Иосиф Шафар не ответил. Как упрямый мальчишка. Будто не слышал.
Иво Караджич стал обдумывать положение. Что сделать? Вынуть из кармана браунинг и насильно заставить старика отвечать? Схватить стул и колотить им в дверь, пока ее не проломишь? Пойти по спящей деревне, стучать во все окна и кричать, что еврейские фанатики держат под замком и мучают девушку?
Ему стало страшно за нее. Голова его пылала, сердце учащенно билось.
— Вы не имеете права держать ее взаперти! — воскликнул он. — Ведь она совершеннолетняя!
— Вы мне об этом напомнили, мой господин.
Он решил обыскать всю деревню. «У Кагана, Абрамовича, вряд ли в микве», — вспомнил он ее слова.
— Отворите! — крикнул он.
Вдруг он увидел, что его пальто и шапка уже приготовлены на стуле. Но, прежде чем уйти, он нашел в себе силы еще раз спокойно обратиться к Иосифу Шафару.

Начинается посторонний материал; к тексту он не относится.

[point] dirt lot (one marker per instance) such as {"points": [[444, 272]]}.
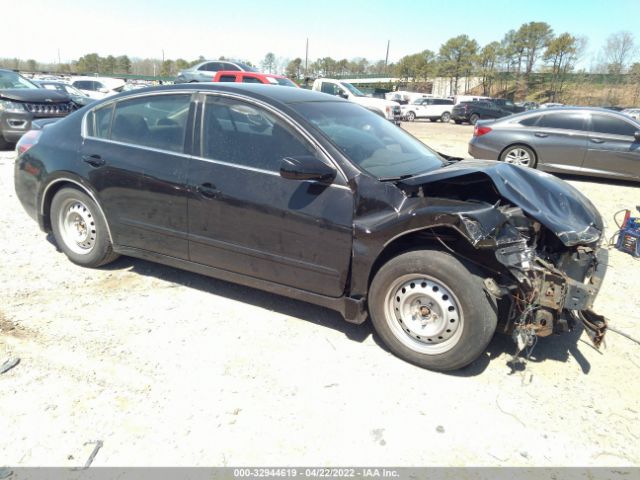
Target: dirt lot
{"points": [[172, 368]]}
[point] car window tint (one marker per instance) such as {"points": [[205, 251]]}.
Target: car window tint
{"points": [[530, 121], [229, 66], [100, 122], [242, 134], [368, 140], [611, 125], [158, 121], [565, 121], [330, 88]]}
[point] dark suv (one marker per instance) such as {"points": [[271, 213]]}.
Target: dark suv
{"points": [[473, 111], [21, 102], [508, 105]]}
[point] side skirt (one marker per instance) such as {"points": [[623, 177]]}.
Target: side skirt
{"points": [[352, 309]]}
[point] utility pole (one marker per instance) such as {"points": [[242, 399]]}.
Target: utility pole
{"points": [[306, 59], [386, 58]]}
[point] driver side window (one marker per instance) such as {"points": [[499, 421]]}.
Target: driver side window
{"points": [[245, 135]]}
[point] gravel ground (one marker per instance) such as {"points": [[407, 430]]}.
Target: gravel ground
{"points": [[172, 368]]}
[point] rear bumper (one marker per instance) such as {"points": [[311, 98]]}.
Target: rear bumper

— Господин Шафар! — сказал он, весь дрожа. — Очевидно, мы оба слишком взволнованы. Может быть, нам поговорить об этом завтра? Но поймите: я не откажусь от самого себя, Ганеле независима, мы будем принадлежать друг другу, я ее найду. Честное слово, я хочу с вами по-хорошему: отдайте мне ее!
Старик медленно, но решительно покачал головой.
— Скажите хоть, где она!
Старик опять покачал головой.
Тогда дикий гнев и ненависть овладели Иво Караджичем.
— Ладно! Вы хотите насилия? Будь по-вашему! Я приду за ней!
Он пошел к двери, но на пороге обернулся и с оскорбительным спокойствием бросил старику:
— Я забыл уплатить вам за себя и за свою невесту: мы у вас ужинали!
Старик стоял мрачный; прищурив один глаз, он смотрел в землю. Но сейчас же взглянул на Иво Караджича и любезно ответил:
— Ганеле пока еще моя; за нее вы ничего не должны, мой господин. А за себя — две кроны восемьдесят геллеров.
Иво Караджич положил деньги на стол; Иосиф Шафар открыл и закрыл за ним дверь.
Но Иво Караджич не сошел по трем мельничным жерновам на улицу. Быстрыми шагами он стал ходить по галерее, вдоль трех стен дома, которые она огибала.
— Ганеле! — кричал он во весь голос.
Потом сбежал вниз, во двор.
— Ганеле!
Но всюду — тишина. В корчме погас свет.
В полной темноте он побежал к Фуксам: в Поляне была уже ночь.
Он знал, что делать: «у Кагана, у Абрамовича, вряд ли в микве!» При слове «миква» он ощутил настроение антисемитских рассказов о ритуальных убийствах, хотя и не припомнил сразу содержания этих рассказов; ему начинало вдруг казаться, что он слышит влажный запах воды и крови.
У Фукса горел свет: в лавке и в доме.